He left behind a wife, who he’d married just six months before, his parents, and siblings.

His body was returned to Utah in 1948, and he was buried at Bountiful City Cemetery.

Bev Soter, who was born several years after Mangus passed away, had heard stories about her second cousin growing up.

“Family and country were number one for him,” Soter said.

Soter and another cousin, Joel Murphy, and their families, decided to retrace Mangus’s steps for the 75th anniversary of D-Day. Soter believes it connected them to their long lost relative and gave them a chance to thank him for his service.

“For us to have a relative at such a young age that was brave enough and willing enough to go put his life on the line for his country was just something that my soul won’t let me just let it be a memory,” Soter said.
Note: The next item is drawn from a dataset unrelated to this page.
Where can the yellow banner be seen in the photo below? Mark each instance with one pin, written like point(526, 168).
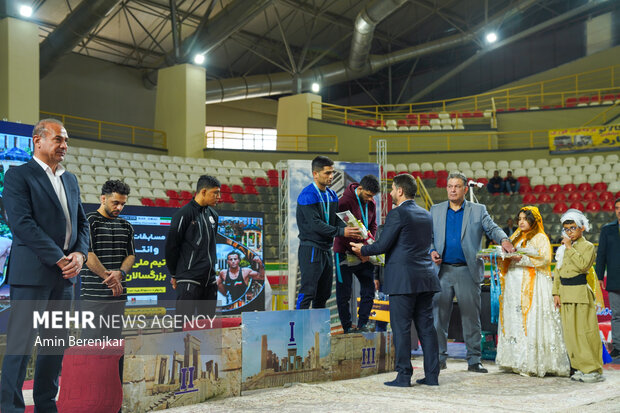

Murphy says the 508th landed more inland than their counterparts in the amphibious invasion, but they missed many of their targets, most likely because of the weather and heavy fire from the Germans.

But that may have helped the Allies, as the family learned from their guides.

“Had they not take[n] some of that flack away from some of the other paratroopers that were landing in other areas to protect bridges and major landmarks, then the result might have been different,” Murphy says.

The family will hold a small ceremony at Mangus’s grave tomorrow, the 75th anniversary of his death. The VFW will present the colors and play taps.

On his headstone will be shells and sand from the beaches of Normandy, a reminder the family took from their trip and also of the campaign that took his life.

Murphy is grateful the French still remember the sacrifices of soldiers like Legrand Mangus.

“In all those villages that we drove through and stopped to look at the various monuments, a lot of them to the 508th particularly, to me that means they will never forget,” Murphy says.